The gathering and farming mechanics in the game are solid so far. The game’s way of repopulating the map is well thought out and works great. I think allowing players to reset the Ancient Ruins by having players “travel” to a new level of the mine is a creative explanation. The farming is a little less intense compared to Harvest Moon or Stardew Valley, but still ticks all the boxes to deliver a basic, yet enjoyable experience.
The game’s social aspects are very similar to Harvest Moon and Animal Crossing games. To build a relationship with the townspeople, players will need to finish quests, fulfill commissions, socialize, and give gifts. Players need to constantly interact with people to maintain their relationships. I think the decay rate needs some tweaking still, as the decay feels a little too severe right now.
Combat is definitely not the first and foremost activity in My Time at Portia, but the game can put up a surprising challenge at times. The only two moves players need to know is attack and dodge, which makes combat easily accessible to players of all skill levels. The execution of the dodge mechanic is excellent. A well-timed dodge can negate all incoming damage without moving the player too far out of position, and dodge spamming is discouraged by tying it to the endurance meter. The game includes dungeons with some great boss fights. Even though combat has to share time with more peaceful activities like farming and mining, Pathea Games has done a great job creating a fulfilling combat experience.
The first one or two weeks in game is a little rough right now and needs a bit of balancing. Mining for ore and relics will send players into the Ancient Ruins, which require an entrance fee. The fee is pretty onerous in the early days as the daily stamina pool is limited and food is tough to come by. Once players are able to expand their stamina pool and start accessing the Ancient Ruins regularly, the pace of progression feels about right.
In the short term, I hope Pathea Games puts in a little work on the controls. The options for keybinds only allow players to modify certain actions in the game. The controller support is excellent for the most part, but there are some game elements that are still optimized for the mouse and keyboard. The commission board and the fishing mini-game come to mind as the worst offenders so far.
The audio/visual experience is absolutely stunning.

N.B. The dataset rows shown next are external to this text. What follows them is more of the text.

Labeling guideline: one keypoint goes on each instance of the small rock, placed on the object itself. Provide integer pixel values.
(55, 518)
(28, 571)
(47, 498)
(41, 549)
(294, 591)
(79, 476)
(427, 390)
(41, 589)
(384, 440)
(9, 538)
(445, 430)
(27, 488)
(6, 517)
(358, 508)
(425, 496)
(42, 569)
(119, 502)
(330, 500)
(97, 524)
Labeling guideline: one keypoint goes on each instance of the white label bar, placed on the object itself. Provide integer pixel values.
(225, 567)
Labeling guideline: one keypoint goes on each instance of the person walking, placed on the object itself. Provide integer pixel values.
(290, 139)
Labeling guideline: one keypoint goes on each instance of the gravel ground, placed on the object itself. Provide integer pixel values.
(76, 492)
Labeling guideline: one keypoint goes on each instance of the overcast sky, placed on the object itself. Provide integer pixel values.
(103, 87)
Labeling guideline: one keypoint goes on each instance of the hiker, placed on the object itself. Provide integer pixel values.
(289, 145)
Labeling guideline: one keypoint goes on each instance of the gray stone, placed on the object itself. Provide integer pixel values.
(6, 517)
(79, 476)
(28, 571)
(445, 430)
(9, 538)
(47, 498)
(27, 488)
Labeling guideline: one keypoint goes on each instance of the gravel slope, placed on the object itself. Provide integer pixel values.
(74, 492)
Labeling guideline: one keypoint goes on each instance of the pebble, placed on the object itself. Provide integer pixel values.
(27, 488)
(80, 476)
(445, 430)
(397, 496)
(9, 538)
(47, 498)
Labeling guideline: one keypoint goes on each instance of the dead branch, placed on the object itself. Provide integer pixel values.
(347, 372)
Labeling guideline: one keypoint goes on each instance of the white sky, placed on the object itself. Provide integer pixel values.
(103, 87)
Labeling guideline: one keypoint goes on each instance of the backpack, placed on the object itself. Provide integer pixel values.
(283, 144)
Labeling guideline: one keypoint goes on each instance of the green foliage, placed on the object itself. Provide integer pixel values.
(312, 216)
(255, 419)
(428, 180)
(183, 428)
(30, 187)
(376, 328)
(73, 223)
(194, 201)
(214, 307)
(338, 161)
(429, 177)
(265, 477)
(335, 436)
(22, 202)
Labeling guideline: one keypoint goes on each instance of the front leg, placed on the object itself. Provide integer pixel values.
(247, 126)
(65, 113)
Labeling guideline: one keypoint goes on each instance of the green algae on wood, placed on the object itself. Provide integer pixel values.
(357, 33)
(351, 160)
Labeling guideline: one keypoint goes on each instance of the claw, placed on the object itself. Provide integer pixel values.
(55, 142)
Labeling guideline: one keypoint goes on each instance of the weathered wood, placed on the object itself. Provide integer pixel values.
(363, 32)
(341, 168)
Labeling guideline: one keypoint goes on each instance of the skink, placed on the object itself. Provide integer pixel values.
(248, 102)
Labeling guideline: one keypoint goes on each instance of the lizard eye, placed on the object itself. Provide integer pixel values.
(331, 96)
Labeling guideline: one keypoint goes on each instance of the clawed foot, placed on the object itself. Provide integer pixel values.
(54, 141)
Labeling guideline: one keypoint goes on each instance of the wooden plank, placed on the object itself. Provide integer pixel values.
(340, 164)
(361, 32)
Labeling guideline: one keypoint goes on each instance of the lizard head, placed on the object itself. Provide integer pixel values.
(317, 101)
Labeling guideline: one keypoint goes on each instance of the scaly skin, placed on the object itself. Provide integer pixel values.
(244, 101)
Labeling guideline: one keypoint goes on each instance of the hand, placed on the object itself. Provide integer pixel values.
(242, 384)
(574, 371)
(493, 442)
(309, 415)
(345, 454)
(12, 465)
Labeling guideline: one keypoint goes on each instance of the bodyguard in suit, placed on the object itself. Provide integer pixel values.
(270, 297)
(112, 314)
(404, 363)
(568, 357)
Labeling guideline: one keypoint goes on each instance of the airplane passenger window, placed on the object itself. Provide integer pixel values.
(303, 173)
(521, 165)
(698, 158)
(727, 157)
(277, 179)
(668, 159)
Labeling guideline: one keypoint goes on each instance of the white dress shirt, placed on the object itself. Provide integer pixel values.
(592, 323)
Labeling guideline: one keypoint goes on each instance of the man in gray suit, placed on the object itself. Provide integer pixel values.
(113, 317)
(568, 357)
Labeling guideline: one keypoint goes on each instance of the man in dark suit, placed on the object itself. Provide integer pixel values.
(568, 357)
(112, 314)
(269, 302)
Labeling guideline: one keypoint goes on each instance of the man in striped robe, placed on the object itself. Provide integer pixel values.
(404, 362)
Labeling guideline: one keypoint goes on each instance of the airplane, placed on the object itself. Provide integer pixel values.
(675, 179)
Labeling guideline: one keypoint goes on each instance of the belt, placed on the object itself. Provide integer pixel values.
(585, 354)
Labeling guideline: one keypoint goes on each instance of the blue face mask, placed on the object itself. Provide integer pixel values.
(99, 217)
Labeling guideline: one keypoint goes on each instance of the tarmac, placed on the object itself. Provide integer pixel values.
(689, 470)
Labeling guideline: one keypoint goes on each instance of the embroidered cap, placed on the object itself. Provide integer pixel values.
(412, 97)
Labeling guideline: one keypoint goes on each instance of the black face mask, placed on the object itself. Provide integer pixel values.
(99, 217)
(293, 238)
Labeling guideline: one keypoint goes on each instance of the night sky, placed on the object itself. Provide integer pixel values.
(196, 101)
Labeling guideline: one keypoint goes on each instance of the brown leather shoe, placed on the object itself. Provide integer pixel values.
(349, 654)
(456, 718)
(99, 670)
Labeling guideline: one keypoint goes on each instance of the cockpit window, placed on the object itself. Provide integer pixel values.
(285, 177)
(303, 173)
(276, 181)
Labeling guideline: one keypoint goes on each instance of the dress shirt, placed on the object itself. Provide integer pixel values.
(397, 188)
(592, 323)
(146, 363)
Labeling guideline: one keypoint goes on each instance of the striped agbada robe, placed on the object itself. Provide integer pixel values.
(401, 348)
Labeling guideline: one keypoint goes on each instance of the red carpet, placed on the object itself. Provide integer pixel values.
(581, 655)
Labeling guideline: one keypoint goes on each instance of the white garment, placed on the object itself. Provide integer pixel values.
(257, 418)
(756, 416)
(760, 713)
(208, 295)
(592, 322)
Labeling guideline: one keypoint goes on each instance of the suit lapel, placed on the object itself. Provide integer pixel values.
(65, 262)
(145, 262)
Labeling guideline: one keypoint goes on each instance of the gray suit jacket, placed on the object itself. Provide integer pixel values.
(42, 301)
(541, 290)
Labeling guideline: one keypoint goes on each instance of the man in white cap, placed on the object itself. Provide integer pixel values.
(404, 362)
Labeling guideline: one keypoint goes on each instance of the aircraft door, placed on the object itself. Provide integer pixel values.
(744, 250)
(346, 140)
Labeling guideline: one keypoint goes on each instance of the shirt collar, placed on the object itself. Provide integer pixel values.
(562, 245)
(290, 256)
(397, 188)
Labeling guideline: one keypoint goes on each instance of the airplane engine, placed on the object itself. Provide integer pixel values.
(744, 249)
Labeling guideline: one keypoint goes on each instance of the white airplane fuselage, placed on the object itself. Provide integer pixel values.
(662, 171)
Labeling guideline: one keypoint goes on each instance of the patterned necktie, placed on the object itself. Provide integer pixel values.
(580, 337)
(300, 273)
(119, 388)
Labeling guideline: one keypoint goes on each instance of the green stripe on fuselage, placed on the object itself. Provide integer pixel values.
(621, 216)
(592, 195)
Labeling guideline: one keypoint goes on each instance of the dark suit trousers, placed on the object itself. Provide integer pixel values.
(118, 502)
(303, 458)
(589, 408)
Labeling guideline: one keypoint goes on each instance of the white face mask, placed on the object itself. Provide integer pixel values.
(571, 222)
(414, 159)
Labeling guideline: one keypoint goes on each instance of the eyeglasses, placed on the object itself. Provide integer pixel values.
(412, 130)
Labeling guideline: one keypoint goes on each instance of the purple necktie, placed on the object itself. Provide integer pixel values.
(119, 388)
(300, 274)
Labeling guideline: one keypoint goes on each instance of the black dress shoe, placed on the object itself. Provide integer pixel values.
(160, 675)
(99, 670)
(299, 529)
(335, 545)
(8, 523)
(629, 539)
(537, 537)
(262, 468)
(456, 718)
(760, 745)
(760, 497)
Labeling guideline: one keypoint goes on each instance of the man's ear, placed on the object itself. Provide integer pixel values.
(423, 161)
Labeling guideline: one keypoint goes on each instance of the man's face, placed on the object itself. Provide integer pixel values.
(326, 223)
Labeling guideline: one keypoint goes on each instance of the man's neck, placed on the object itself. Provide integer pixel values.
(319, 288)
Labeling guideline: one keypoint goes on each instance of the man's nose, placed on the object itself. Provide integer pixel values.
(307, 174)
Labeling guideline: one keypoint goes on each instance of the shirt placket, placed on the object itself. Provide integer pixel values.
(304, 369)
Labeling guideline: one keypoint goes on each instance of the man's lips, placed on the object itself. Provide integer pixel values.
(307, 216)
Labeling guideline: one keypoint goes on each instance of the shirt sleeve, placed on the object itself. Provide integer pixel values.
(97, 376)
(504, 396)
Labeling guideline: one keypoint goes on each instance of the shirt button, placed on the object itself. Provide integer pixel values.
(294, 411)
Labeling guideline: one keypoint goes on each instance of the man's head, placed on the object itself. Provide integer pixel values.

The sound effects are solid and there is the odd bit of voice acting thrown into the game. The soundtrack is lighthearted and channels Harvest Moon and Animal Crossing. The music pairs well with the casual nature of the game, though I hope the developers plan on adding more songs as development continues. The game’s Studio Ghibli inspired art is eye catching. The character design lives up to the lofty goal Pathea Games set for itself, with memorable characters and creative monsters.
I really enjoyed My Time at Portia. It is a beautiful love letter to the titles that inspired the game. My Time at Portia is well on its way towards a full release that is going to win the hearts of gamers.